Before the trial, Fair Fight Action had collected more than 3,300 statements from voters and included 350 of those stories in the discovery portion of the case before the trial. Lawrence-Hardy said after closing arguments that it was a source of pride for her and her team to be able to document the experiences of so many voters.
One witness was a Fulton County voter named Andre Smith, who was repeatedly flagged as a felon and removed from the electoral system due to a false match with another Andre Smith. The defense acknowledged the problem, but said the decision to remove Smith was made at the Fulton County level, and therefore not the fault of the Secretary of State’s office.

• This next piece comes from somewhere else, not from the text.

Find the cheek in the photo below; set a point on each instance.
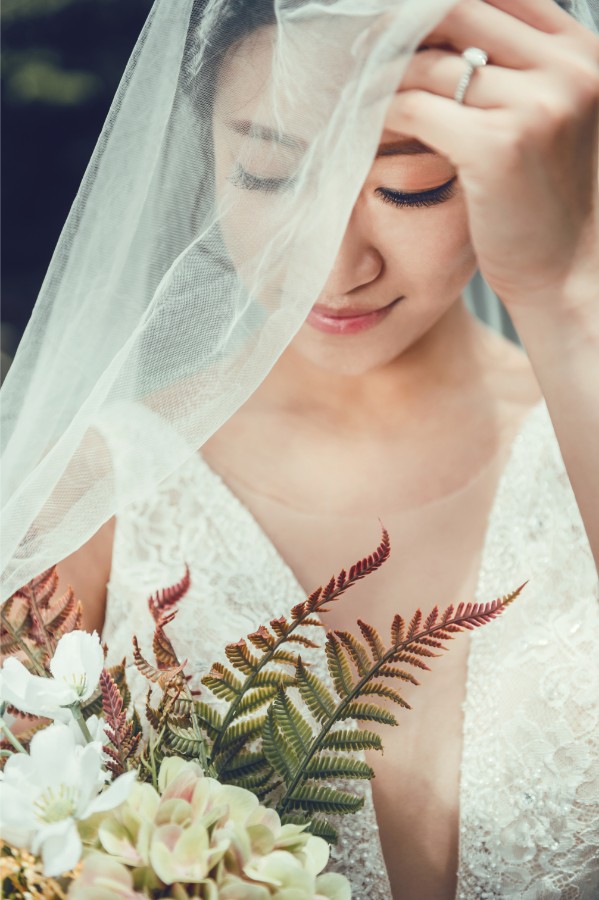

The state argued that while Georgia’s electoral system is not perfect, it is neither systemically flawed nor intentionally discriminatory.
Josh Belinfante, the state’s lead attorney, argued that while individual voters may have problems voting, the right to vote itself was not taxed, which is the legal standard in such cases. . (Belinfante’s firm also represented the Republican Party of Georgia, including in an unsuccessful lawsuit challenging mail-in ballots in Chatham County in the 2020 presidential election.)
On the stand, Belinfante questioned Lauren Groh-Wargo, campaign manager for Abrams in 2018, who also served as director of Fair Fight Action, about why the organization challenged election procedures in 2018 but called the 2020 elections of “free and fair” – a point amplified by Justice Jones in a question from the bench.